Masterpiece having spawned a subgenre, made up of more or less glorious offspring among which Scared, Sharknado or In troubled waters, Jaws reveals an ingenious director who knew how to transform his constraints into cinematographic language. The feature film opens on a beach in the Amity seaside resort, on which a young woman launches into a midnight swim that will be fatal to her.
An introduction that is partly based on the point of view of the shark who attacks her, whose different mechanical versions were working very poorly, as well as on the two genius and oppressive notes of John Williams. After the discovery of the body, Sheriff Martin Brody (Roy Scheider) wants to ban the beaches to bathers while waiting to learn more about the circumstances of the death. But Mayor Larry Vaughn (Murray Hamilton) dissuades him, not wanting to scare tourists away for the July 4th celebrations. A disastrous decision. To try to stop the shark, Brody can still count on the help of oceanographer Matt Hooper (Richard Dreyfuss) and hunter Bart Quint (Robert Shaw).
A grueling shoot for Steven Spielberg
Budget explosion, accumulated delays, tensions between Richard Dreyfuss and Robert Shaw regularly drunk, the unforeseen sinking of the Orca … Jaws is a real ordeal for Steven Spielberg. While it is only his second film for the cinema after Sugarland Express, the young director thinks during the shooting that he has no future in hollywood. Subsequently, he will declare in particular:
I thought my career as a filmmaker was over.
But the adaptation of the eponymous novel by Peter Benchley thus becomes a huge success. If he encounters in the years that follow other failures such as 1941, the name of Steven Spielberg becomes definitely essential thanks to The Raiders of the Lost Ark and ET, the alien.
A shark or a whale?
Originally, Steven Spielberg was not the first choice of producers Richard D. Zanuck and David Brown. They first hire Dick Richards, director ofGoodbye my pretty and Once upon a time … the Legion, who then only signed the western Dust, sweat and powder.
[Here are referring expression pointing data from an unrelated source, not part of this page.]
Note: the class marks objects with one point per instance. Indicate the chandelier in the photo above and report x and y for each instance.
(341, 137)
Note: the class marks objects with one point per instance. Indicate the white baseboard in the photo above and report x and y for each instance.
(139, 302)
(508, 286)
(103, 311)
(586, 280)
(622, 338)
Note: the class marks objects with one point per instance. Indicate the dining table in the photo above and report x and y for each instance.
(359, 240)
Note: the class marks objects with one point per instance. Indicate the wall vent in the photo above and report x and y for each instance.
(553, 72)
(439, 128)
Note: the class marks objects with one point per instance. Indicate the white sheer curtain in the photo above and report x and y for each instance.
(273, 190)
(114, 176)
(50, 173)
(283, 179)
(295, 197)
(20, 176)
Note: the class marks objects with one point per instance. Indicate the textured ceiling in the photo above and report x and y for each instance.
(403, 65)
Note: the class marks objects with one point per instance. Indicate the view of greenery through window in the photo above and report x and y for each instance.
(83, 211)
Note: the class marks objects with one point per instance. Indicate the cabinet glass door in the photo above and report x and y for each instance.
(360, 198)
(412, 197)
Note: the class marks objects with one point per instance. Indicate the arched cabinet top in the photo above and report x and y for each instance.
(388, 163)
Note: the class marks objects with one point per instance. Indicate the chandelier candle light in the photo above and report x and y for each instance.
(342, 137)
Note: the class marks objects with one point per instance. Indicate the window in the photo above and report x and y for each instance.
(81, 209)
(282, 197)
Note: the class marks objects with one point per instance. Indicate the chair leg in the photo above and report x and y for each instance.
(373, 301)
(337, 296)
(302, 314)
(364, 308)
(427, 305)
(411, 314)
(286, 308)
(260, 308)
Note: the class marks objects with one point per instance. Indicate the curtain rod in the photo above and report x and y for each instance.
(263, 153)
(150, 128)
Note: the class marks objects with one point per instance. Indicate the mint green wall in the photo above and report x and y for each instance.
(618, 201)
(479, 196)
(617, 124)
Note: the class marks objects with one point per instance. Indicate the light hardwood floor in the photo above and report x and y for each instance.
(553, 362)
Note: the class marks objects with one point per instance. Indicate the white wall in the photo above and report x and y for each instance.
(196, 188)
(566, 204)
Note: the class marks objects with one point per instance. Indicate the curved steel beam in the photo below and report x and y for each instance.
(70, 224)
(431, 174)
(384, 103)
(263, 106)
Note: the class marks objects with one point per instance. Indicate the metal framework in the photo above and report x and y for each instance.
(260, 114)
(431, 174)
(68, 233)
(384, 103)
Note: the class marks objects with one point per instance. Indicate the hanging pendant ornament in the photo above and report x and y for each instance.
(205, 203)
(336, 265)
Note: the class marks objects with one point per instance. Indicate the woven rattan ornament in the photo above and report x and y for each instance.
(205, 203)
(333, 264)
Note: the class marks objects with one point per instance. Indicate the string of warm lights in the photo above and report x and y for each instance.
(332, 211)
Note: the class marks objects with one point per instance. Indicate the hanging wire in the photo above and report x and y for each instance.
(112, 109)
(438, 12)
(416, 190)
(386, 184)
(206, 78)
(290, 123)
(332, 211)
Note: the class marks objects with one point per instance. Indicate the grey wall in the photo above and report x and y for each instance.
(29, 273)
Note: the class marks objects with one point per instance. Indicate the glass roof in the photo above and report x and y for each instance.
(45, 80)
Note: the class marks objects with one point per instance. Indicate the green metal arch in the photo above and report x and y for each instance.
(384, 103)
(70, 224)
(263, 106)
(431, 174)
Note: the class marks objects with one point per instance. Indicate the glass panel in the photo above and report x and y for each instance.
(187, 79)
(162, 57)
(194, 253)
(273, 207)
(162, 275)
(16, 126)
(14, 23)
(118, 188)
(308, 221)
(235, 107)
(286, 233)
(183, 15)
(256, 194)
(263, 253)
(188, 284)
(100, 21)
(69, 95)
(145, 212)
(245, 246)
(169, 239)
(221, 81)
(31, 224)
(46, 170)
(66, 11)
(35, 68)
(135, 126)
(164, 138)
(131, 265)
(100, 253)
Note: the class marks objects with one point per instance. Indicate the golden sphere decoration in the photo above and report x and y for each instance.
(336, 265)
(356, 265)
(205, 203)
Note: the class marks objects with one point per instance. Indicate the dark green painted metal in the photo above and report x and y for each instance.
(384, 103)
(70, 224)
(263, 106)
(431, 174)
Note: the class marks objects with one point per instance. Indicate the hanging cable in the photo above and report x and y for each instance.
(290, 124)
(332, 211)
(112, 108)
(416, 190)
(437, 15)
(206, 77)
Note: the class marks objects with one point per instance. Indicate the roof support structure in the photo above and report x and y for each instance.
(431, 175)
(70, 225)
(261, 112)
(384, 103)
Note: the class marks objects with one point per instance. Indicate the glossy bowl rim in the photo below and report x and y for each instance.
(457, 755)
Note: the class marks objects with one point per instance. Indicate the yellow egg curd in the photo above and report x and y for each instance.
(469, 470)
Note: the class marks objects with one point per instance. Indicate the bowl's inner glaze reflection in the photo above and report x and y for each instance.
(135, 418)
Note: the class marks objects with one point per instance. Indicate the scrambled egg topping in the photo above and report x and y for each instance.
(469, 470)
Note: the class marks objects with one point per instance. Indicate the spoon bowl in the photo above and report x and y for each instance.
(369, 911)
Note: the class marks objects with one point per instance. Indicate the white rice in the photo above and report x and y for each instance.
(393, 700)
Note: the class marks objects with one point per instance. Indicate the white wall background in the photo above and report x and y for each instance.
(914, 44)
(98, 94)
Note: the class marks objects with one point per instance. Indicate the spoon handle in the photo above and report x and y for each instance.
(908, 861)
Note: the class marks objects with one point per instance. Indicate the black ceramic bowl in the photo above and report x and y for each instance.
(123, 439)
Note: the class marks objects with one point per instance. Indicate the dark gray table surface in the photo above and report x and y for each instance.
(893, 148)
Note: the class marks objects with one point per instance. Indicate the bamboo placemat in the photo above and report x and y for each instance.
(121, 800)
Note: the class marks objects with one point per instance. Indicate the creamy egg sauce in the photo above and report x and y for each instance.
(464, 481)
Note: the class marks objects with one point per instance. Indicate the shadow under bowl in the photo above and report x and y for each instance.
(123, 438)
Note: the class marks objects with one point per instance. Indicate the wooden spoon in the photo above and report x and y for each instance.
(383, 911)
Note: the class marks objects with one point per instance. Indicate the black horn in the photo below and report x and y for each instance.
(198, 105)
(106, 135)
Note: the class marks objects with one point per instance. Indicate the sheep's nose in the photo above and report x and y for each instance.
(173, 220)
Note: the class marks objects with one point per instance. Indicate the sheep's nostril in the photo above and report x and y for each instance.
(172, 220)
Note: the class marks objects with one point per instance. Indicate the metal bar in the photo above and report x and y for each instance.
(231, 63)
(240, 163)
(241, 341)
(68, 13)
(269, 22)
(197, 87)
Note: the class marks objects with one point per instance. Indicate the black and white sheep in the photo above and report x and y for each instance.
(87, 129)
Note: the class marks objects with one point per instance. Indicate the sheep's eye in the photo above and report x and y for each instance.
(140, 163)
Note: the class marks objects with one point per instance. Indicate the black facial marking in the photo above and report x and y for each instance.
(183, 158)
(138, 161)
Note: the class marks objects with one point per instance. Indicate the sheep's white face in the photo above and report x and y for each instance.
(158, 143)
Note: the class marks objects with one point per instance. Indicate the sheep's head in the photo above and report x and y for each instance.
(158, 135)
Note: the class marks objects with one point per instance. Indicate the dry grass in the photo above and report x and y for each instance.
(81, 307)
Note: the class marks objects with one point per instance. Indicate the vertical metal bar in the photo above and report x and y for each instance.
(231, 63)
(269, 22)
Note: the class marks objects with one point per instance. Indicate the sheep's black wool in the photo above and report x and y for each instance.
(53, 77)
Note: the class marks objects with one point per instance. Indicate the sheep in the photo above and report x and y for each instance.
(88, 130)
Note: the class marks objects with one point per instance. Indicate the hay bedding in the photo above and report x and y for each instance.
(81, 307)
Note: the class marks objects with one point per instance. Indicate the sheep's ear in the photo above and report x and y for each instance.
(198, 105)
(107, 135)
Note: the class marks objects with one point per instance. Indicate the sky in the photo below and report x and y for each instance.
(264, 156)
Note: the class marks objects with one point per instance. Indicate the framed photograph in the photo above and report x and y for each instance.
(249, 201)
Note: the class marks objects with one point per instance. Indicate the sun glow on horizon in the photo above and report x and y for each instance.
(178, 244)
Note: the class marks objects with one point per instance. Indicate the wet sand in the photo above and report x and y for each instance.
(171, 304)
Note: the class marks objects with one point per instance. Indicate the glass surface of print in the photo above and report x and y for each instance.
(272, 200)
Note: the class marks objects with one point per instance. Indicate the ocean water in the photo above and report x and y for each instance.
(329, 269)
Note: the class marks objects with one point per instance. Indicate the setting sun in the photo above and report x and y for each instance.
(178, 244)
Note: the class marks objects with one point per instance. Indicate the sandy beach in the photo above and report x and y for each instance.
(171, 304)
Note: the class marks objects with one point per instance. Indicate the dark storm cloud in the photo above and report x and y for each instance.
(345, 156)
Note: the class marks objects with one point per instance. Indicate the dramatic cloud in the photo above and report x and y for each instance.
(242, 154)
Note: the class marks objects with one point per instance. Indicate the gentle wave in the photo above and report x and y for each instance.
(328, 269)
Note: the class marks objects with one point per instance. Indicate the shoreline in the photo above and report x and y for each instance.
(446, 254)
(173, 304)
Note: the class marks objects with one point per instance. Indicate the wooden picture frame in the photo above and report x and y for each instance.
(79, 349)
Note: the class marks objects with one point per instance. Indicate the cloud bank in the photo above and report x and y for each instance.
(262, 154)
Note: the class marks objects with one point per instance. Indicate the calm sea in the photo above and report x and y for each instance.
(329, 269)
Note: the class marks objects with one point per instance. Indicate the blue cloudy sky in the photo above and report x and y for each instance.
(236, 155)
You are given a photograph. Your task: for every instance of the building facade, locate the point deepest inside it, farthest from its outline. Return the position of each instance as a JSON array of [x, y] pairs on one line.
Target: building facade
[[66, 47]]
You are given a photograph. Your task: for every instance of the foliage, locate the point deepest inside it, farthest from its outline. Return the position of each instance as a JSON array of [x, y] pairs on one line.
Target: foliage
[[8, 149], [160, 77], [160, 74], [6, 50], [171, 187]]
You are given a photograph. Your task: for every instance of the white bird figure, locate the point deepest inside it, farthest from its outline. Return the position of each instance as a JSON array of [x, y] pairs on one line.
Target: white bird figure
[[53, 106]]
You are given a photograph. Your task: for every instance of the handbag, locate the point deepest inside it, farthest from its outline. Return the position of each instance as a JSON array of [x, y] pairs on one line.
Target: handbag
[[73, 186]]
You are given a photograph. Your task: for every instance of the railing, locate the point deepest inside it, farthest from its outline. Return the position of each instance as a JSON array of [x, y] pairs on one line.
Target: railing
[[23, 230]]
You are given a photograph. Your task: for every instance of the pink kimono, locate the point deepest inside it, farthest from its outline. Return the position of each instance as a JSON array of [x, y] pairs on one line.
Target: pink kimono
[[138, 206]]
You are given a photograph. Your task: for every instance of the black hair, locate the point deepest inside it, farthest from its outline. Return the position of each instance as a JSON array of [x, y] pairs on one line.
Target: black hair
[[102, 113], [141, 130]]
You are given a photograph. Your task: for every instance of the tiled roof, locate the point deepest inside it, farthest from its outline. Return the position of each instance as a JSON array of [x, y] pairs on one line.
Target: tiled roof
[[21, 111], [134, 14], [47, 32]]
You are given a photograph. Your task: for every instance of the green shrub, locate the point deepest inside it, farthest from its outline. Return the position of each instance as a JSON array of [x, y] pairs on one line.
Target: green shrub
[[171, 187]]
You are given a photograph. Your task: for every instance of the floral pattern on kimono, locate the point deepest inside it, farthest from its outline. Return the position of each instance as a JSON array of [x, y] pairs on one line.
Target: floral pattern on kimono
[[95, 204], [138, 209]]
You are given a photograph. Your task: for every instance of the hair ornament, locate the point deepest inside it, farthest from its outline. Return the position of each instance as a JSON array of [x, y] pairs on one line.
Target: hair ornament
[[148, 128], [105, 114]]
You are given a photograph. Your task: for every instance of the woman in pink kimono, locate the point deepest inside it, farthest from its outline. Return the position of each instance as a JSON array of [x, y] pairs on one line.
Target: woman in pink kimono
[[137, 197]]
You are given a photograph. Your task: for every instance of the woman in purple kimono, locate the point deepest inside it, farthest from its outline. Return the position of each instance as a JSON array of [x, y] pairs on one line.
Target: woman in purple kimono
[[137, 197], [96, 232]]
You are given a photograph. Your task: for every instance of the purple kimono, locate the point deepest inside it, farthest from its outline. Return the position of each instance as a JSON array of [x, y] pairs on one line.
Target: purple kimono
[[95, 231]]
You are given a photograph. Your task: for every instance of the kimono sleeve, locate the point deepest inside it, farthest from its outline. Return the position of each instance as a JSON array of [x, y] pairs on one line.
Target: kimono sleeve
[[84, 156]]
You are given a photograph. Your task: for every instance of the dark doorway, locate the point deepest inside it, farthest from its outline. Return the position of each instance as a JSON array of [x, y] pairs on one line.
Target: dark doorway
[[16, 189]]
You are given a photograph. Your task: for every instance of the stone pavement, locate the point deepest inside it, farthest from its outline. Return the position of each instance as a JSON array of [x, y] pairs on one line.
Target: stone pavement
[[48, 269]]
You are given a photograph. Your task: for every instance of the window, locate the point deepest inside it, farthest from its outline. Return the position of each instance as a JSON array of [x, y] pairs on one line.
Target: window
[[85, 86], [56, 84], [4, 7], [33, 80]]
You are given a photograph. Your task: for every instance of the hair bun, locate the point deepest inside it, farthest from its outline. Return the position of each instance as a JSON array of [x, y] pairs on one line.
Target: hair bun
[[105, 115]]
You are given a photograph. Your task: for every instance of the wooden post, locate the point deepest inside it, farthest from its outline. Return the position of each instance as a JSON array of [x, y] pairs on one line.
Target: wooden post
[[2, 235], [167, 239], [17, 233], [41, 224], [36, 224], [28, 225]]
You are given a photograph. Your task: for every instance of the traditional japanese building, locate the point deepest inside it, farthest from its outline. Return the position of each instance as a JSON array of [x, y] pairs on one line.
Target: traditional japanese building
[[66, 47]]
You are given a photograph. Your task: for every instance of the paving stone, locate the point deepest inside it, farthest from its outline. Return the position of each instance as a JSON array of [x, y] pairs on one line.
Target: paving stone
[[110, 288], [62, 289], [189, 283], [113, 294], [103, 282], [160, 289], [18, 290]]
The filmmaker is nevertheless fired after a lunch during which he suggests that he has not grasp the nature of the threat in Jaws. As the producer Mike Medavoy – who submits the idea of an adaptation to Zanuck – tells it in the book You’re Only as Good as Your Next One, Dick Richards would have presented his vision of the feature film in this way during the meal:
The film begins. We are in a quiet fishing village. The inhabitants go about their business. The camera stretches across the water and suddenly a giant whale springs out of nowhere.
Beyond the fact that this introduction does not really play on the art of suggestion, the term “whale” makes Richard D. Zanuck tick. The producer repeatedly tells Dick Richards that it is a shark. In vain. The director continues to conjure up a whale, which increasingly bothers writer Peter Benchley, who chases the Martinis in disarray at the table. Zanuck then had Richards fired and replaced him with Steven Spielberg. The sequence of events has since entered the annals.